A Marketed Asking-Price Has Disadvantages
How can it be negative to let buyers know what the asking-price is?
When using an asking-price, it is incredibly important to get the price right, right from the start.
A house that is fresh in the market draws the maximum amount of buyers and interest right at the start. It is imperative for any seller to make the most of this initial high exposure to potential buyers.
Buyers are trained by the conventional asking-price markting to elminate certain properties immediately, without ever viewing them. A buyer looking for a R1 million home will almost never view a home marketed at R500 000, not to mention a R1.5 million home! Properties outside the buyer's price range are automatically eliminated.
A persistant real estate agent might still be able to get buyers to consider a home that falls slightly outside the buyer's price range by dropping the word "negotiable". But buyers have certain expectations for a property in a certain price range. A property is negatively evaluated against these price range expectations.
A home that does not live up to these price-related expectations creates an over-whelming negative feeling towards the house in the minds of potential buyers. Any of these un-fulfilled expectations can cause a house to be eliminated from further consideration. If a house is eliminated for any reason, this disqualification is usually permanent. A disqualified property is seldom re-evaluated, even if the price gets lowered considerably at a later stage!
Sellers have to ensure that their property satisfies as many of these price-range criteria as possible to be seriously considered by the mayority of the potential buyers.
Most of the physical aspects of a house is not in the owner's control, but the seller does control one of the most influential characteristics - The Price
No-Price Marketing
The marketing of a property without the limiting effect of a publicly known asking-price is called No-Price marketing.
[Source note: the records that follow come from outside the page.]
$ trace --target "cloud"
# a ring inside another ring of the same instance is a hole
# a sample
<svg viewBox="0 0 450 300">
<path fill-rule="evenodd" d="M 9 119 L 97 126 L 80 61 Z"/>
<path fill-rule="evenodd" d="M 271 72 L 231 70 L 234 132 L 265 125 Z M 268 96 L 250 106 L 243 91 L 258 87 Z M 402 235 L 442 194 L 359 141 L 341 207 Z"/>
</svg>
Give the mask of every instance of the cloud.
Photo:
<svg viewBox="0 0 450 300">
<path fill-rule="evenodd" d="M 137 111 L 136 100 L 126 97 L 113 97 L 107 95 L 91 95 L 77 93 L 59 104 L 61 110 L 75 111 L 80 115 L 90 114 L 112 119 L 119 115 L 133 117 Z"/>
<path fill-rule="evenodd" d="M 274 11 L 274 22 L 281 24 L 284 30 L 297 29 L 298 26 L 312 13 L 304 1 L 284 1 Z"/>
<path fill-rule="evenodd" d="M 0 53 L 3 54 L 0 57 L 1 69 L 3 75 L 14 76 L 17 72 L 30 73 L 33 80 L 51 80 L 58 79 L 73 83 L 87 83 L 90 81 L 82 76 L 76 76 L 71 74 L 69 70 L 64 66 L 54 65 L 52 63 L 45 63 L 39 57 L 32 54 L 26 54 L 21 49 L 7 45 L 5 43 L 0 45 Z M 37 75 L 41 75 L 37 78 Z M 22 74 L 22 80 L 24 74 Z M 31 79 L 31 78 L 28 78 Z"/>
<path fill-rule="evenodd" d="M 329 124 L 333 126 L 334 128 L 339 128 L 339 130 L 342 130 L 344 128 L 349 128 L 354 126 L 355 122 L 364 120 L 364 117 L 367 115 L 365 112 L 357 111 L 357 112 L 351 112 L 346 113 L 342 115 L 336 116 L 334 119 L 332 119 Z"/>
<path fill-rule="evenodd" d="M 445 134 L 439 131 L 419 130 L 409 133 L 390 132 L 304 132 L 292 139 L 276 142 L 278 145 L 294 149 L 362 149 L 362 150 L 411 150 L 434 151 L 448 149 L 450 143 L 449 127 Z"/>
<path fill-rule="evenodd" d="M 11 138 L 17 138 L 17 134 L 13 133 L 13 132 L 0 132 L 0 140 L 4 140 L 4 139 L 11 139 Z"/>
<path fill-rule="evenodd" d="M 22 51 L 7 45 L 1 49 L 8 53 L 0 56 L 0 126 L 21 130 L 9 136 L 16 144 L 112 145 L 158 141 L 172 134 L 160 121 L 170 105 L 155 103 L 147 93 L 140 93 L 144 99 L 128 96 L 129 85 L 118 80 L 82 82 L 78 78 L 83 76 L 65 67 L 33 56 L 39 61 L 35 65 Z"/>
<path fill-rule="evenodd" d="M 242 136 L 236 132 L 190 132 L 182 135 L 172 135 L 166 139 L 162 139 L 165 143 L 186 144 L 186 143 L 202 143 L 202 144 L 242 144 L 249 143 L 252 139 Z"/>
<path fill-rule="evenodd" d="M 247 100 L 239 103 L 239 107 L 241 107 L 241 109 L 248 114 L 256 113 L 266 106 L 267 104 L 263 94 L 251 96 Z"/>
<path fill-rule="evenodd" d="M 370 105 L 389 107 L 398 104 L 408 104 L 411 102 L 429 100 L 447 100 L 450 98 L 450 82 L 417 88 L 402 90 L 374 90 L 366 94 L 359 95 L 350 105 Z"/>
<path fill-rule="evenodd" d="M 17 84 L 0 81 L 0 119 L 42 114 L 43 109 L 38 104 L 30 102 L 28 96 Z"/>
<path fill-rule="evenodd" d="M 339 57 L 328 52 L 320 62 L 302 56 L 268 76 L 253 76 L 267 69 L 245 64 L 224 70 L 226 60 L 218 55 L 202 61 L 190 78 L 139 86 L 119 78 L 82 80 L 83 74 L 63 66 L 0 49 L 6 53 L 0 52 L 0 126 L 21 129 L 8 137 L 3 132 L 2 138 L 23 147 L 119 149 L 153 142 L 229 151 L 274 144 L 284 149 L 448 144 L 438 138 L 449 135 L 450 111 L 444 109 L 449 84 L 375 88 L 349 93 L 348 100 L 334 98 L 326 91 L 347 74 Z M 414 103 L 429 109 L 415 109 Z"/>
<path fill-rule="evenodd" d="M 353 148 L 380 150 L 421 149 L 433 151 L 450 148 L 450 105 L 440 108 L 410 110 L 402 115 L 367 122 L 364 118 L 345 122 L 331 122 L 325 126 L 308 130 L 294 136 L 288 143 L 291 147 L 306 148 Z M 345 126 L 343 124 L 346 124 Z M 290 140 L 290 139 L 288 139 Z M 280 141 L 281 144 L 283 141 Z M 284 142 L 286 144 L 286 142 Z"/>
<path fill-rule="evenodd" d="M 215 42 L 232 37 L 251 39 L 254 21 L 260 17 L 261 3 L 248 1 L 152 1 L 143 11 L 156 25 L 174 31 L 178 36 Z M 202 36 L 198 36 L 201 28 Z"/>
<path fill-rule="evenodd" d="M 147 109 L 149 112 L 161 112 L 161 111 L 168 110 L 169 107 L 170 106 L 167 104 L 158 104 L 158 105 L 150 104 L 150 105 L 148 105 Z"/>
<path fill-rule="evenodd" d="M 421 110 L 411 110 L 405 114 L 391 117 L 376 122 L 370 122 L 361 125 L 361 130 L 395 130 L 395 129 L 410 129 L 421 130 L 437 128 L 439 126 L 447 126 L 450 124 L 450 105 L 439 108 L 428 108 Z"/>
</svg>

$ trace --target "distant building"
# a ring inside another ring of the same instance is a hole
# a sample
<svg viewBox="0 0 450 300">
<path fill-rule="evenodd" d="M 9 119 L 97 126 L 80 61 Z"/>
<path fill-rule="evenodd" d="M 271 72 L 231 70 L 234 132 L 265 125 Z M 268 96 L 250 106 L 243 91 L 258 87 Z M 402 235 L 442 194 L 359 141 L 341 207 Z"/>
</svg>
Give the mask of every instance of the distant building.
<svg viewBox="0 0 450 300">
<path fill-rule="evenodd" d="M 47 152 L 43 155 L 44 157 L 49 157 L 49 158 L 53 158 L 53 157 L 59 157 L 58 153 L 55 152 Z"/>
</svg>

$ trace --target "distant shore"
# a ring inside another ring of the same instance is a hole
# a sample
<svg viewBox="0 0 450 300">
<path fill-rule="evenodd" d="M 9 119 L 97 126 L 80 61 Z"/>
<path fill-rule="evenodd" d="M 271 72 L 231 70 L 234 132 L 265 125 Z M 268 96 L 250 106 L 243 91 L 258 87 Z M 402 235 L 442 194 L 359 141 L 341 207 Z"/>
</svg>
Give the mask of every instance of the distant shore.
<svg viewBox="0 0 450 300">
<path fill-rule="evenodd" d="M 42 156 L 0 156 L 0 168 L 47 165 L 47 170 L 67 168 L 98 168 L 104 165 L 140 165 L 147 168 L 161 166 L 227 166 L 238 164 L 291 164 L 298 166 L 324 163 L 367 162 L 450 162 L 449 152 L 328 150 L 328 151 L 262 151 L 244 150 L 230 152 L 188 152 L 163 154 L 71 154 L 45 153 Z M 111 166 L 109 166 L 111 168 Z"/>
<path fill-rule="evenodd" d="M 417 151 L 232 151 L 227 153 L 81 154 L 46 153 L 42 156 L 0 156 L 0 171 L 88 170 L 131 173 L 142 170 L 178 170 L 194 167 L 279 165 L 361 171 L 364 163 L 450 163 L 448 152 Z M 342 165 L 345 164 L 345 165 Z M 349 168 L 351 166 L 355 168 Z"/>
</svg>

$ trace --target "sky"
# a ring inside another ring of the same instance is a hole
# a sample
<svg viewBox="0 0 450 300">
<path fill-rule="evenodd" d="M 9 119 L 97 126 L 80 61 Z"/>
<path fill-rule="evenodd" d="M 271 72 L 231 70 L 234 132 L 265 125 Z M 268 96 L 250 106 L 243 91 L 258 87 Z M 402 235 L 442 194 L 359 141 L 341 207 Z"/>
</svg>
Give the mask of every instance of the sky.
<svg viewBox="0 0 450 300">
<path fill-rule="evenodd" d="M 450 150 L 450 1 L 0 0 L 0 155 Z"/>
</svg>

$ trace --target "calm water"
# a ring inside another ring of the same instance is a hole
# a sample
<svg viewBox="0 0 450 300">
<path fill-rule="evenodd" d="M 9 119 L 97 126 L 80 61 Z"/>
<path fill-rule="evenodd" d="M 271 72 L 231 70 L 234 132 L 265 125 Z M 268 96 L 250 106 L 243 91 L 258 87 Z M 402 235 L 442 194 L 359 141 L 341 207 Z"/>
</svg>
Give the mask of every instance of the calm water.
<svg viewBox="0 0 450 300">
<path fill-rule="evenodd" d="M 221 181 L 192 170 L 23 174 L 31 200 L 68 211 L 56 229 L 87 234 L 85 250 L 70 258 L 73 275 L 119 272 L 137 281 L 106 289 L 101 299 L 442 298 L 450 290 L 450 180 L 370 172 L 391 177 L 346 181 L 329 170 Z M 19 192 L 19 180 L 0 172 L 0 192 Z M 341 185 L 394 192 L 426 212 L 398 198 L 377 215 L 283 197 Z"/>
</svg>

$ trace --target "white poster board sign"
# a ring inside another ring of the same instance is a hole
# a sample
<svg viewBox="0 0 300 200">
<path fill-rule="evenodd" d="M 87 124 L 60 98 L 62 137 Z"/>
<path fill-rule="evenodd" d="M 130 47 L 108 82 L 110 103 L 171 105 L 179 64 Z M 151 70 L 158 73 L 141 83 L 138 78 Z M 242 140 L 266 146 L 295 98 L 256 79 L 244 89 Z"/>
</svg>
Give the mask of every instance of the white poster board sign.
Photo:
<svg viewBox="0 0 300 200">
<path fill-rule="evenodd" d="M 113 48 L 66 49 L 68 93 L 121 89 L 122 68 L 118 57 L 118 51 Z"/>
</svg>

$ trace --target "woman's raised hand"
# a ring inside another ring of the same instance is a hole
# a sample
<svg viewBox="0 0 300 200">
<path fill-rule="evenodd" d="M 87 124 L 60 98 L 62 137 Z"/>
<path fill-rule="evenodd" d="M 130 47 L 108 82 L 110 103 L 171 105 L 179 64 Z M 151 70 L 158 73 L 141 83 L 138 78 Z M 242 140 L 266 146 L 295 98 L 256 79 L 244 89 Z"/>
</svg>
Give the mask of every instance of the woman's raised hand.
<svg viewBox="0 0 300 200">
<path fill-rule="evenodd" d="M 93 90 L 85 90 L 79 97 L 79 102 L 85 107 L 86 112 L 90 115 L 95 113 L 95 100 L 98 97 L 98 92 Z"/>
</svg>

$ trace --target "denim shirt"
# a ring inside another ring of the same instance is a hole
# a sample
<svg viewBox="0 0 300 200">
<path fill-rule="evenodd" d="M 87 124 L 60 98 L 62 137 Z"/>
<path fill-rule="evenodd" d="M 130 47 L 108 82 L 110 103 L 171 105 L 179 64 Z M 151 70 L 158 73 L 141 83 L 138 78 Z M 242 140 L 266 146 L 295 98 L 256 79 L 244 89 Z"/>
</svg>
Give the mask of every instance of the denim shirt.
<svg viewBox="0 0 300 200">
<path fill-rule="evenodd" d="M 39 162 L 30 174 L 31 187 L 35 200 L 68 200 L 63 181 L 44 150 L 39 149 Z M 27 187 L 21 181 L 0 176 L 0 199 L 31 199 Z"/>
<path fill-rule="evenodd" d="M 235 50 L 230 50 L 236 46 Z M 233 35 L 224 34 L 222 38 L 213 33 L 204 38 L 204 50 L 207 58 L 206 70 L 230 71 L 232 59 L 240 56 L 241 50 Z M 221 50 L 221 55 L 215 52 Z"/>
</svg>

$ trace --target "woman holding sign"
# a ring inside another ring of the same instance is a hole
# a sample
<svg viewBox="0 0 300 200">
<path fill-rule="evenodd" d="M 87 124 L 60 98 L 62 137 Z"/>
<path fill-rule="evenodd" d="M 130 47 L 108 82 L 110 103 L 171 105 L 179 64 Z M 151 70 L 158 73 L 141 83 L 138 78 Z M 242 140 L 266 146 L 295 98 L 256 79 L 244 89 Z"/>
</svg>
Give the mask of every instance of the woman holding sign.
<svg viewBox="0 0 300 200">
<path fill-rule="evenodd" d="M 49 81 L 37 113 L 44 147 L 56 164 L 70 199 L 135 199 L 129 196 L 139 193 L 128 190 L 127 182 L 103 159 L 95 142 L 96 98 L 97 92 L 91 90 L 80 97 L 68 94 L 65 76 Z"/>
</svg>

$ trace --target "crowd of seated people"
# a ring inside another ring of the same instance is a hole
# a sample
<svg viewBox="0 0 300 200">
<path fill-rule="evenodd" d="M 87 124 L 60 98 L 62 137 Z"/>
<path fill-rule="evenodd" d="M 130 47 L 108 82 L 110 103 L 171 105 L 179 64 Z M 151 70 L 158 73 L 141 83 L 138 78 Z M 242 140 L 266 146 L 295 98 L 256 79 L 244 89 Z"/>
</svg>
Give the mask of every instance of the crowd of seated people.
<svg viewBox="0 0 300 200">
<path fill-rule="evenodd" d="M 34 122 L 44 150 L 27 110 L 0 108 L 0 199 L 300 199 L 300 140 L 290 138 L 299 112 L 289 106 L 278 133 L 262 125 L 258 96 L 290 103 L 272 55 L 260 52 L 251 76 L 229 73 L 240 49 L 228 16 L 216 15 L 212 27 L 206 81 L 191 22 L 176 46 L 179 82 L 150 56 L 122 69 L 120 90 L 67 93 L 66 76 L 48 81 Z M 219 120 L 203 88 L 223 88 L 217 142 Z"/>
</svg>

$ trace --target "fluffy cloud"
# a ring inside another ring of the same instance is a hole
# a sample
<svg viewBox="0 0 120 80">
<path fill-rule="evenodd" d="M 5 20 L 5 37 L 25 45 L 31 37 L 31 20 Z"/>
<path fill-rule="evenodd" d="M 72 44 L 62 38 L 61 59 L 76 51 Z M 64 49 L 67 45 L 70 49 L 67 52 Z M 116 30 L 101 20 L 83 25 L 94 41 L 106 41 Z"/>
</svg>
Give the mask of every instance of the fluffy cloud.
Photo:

Tender sales and auction sales are examples of marketing plans that make the most of the no-price advantage.
The owner decides on a purchase price in consultation with the real estate agent or auctioneer. BUT this purchase price is kept secret between the real estate agent, or auctioneer, and the home owner. No price guidelines are provided to potential buyers. Buyers are free to decide what they might be willing to pay for the property. And what some buyers might be willing to pay for the property way astound even the property owner!
No-Price Is To The Seller's Advantage
No-price marketing allows the property to draw potential buyers from a much wider price range. Buyers get the chance to fall in love with the home without the undermining effect of a marketing price.
Potential buyers suddenly have to change the way they think to allow for the abscense of an asking-price! It is like the whole world of house hunting turns upside-down. When buyers view a no-price property, they have no price-range expectation check-list against which to disqualify the propery. In stead, they have to evaluate what the property offers, and decide how much they would be willing to pay for it.
When no asking-price is available, many potential buyers imagine how the home will suit their needs; how the kids would run and play in the lovely garden and how their furniture would look just right in the spacious lounge. In their minds they already buy the house. They now almost try to "keep" the house. This is the reason property didders often say, "We lost the house", when an auction does not go their way.
Instead of looking for reasons why the house is not worth the asking-price, without a price, buyers have to search for reasons to offer more for a house. After all, they don't want to "lose" it just because they offer a few rand less than the Jonses!
The No-Price Advantage
The competition which is created by a no-price marketing campaign can be utilised through an auction sale or tender sale to acquire the best possible price from the market. The stigma many South Africans attribute to auction sales are out-dated and irrational.
Selling property using the no-price advantage is the future for property sales in South Africa!